Last week’s news that inflation rose 9.1 percent in June as compared to last year is reinforcing the nervous mood in Washington, where policymakers struggle to find ways to bring relief to American consumers – and Democrats fret they will pay a price at the polls in November.

Democrats got another jolt of bad news late last week when Sen. Joe Manchin (D-WV) reportedly told Democratic leaders that he will not support legislation that includes new spending for climate change provisions or tax hikes on wealthy individuals or corporations. Democrats had been hoping to get Manchin’s support for a slimmed-down Build Back Better plan after he and Sen. Kyrsten Sinema (D-AZ) said last fall they could not support President Biden’s larger climate and safety net plan.

Now, it looks like even the pared-down climate bill Democrats had been counting on to show progress to the voters will contain little more than a provision to lower prescription costs. It also means that Congress is unlikely to advance any significant legislation, beyond must-pass funding bills, before the election.

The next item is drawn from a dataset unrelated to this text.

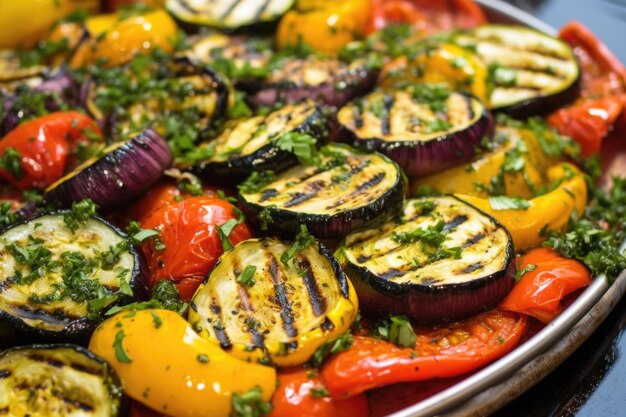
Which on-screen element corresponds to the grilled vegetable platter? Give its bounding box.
[0,0,626,417]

With Congress gridlocked up, more attention turns to the Executive Branch, where the administration is dealing with a host of issues that could impact CRM:

Biden Releases Offshore Drilling Plan: On July 2, the Biden administration proposed up to 10 oil and gas lease sales in the Gulf of Mexico and one off the Alaska coast over the next five years, while blocking new drilling off the Atlantic and Pacific, as had been proposed by the Trump administration. Interior Secretary Deb Haaland pointed out that fewer than 11 lease sales could actually occur, with a final decision not due for months.

The long-awaited plan, spurred by a court order from a U.S. district judge in Louisiana forcing the administration to resume lease sales, appeared to disappoint both sides in the debate over drilling, with the oil and gas sector maintaining that it did not go far enough in increasing domestic energy production, and environmental groups saying that it went against the President’s campaign promises on climate. What all sides agree upon is that the plan will do little to lower gas prices in the short term, as it would take years for the leases to lead to actual drilling.

Army Corps Receives Input on Appendix C: The U.S. Army Corps of Engineers held a special listening session for ACRA members last week to get feedback on its use of Appendix C.

In early June, the Corps announced a new effort to modernize its Civil Works program, including the possibility of rulemaking over its use of Appendix C. The Corps has asked Section 106 stakeholders to share their experiences with Appendix C and the challenges they encounter in protecting historic properties when using it by the end of July.

Any changes to how the Corps meets its obligations under Section 106 will have profound impacts on CRM firms across the country. ACRA plans to submit comments to the Corps that reflect the views of ACRA member firms. In order to give firms the opportunity to have a voice in the discussion, ACRA asked the Corps for last week’s listening session.

If you missed the session, you can still weigh in on ACRA’s comments to the Corps. ACRA has launched an online survey to provide ACRA member firms to offer their thoughts on any potential changes to Appendix C. Please take the survey, which will help the ACRA Government Relations Committee formulate ACRA’s comments, by July 22.

White House Convenes Tribal Leaders: The White House Council on Native American Affairs (WHCNAA) convened an engagement session with Tribal leaders June 30 focused on Native Language initiatives. Much of the discussion was centered on the implementation of the Native Languages Memorandum of Agreement (MOA) announced at the 2021 Tribal Nations Summit, which committed the Departments of the Interior, Education, Health and Human Services, Agriculture and seven other signatory agencies to address barriers to Native language revitalization, supporting integration of Native language instruction and language into educational settings, and strengthening Tribal consultation around Native languages.